Principaux éléments du 21ème train de sanctions
Extension des restrictions sur les biens et technologies
- Interdiction d’importer, d’exporter, vendre ou transférer dans l’Union européenne des biens et technologies à double usage contribuant au développement militaire et technologique de la Biélorussie.
- Extension de la liste des articles concernés : poudres de nickel et alliages (teneur en nickel ≥ 50 %), poudres de béryllium (≥ 50 %), films, bandes et rubans autoadhésifs utilisés en aérospatiale et défense.
- Inclusion d’équipements spécifiques aux véhicules aériens sans pilote (UAV) tels que matériels d’appui au sol, systèmes de brouillage, servomoteurs et systèmes d’interruption de vol.

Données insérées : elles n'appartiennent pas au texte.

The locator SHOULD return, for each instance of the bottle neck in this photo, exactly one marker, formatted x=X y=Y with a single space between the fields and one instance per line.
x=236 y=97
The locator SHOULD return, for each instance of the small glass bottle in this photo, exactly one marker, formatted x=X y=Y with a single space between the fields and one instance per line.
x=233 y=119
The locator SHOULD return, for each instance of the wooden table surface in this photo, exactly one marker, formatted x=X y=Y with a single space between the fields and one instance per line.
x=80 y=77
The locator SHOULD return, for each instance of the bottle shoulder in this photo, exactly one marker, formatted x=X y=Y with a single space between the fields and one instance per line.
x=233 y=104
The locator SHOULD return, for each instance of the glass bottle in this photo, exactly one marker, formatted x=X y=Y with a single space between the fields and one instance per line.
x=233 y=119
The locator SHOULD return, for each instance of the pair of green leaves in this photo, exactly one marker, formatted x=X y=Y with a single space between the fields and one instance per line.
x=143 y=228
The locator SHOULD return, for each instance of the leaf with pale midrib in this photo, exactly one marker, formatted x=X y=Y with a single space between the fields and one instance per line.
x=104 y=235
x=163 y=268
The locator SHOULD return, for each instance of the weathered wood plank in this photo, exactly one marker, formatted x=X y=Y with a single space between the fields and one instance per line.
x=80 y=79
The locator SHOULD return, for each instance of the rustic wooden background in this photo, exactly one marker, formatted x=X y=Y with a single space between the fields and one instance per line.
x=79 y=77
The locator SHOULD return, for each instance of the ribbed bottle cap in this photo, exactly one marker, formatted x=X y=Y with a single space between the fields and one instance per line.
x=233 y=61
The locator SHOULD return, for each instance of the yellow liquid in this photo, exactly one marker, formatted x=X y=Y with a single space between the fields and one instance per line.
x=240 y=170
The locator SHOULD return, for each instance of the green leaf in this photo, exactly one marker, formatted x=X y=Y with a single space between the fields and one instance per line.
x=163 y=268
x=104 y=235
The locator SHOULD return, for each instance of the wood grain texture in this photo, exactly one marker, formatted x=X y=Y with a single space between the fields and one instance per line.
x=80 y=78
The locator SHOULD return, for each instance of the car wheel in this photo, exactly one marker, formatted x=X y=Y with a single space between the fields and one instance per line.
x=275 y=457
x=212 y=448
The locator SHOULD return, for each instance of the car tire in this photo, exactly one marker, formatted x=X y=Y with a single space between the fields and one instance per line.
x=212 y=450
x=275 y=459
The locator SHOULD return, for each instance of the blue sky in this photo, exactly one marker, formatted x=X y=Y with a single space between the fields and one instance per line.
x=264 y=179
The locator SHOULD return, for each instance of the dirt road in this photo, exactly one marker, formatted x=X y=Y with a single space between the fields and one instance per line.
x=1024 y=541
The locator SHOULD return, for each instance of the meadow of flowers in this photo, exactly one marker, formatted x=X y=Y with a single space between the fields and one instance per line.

Sanctions financières et restriction des participations
- Gel des fonds et ressources économiques des personnes et entités listées en annexe I du règlement.
- Interdiction aux ressortissants biélorusses ou résidents en Biélorussie de détenir ou contrôler des entités établies dans l’UE fournissant des services liés aux crypto-actifs, conformément au règlement (UE) 2023/1114.
Nouvelle liste d’interdictions sectorielles d’importation
- Interdiction d’importer des minerais et concentrés de cuivre, nickel, plomb, métaux précieux, zinc brut, métaux alcalino-terreux, oxydes de zinc et chrome, tall oil, pièces automobiles, ouvrages en verre, etc., originaires ou exportés de Biélorussie.
- Mesures spécifiques pour équipements militaires, biens stratégiques et technologies sensibles.
Dérogations prévues
- Autorisations conditionnelles relatives aux biens nécessaires au maintien d’infrastructures internet en Biélorussie via réseaux civils de communications électroniques.
- Exemptions pour l’usage non militaire et utilisateur final non militaire notamment dans des domaines humanitaires, médicaux, nucléaires civils, ou pour missions diplomatiques.
- Dérogations pour exécutions de contrats conclus avant certaines dates limites, avec des délais jusqu’à fin 2026 suivant les biens concernés.
Impact sur les opérateurs économiques
Les opérateurs commerciaux doivent faire preuve d’une vigilance accrue et mettre en œuvre des mesures renforcées de contrôle des flux commerciaux en lien direct ou indirect avec la Biélorussie. Cela comprend :
- Identification des personnes physiques et morales sanctionnées, filiales et entités contrôlées.
- Respect strict des interdictions d’import, export et de mise à disposition de fonds ou ressources économiques sans autorisations spécifiques.
- Usage des codes déclaratifs adaptés dans les déclarations en douanes (ex. codes Y747, Y728, Y764 et autres précisés dans la note aux opérateurs).
- Mise en place d’un mécanisme de diligence raisonnable pour détecter les risques d’exportation vers la Biélorussie.
En cas de violation, les marchandises visées sont susceptibles d’être bloquées au dédouanement ou lors du transit dans l’UE.
Recommandations aux professionnels
- Consulter régulièrement les mises à jour réglementaires officielles et les notices aux opérateurs publiées par la DGDDI.
- Vérifier l’origine et la destination finale des marchandises et technologies, en particulier celles à double usage et à vocation militaire.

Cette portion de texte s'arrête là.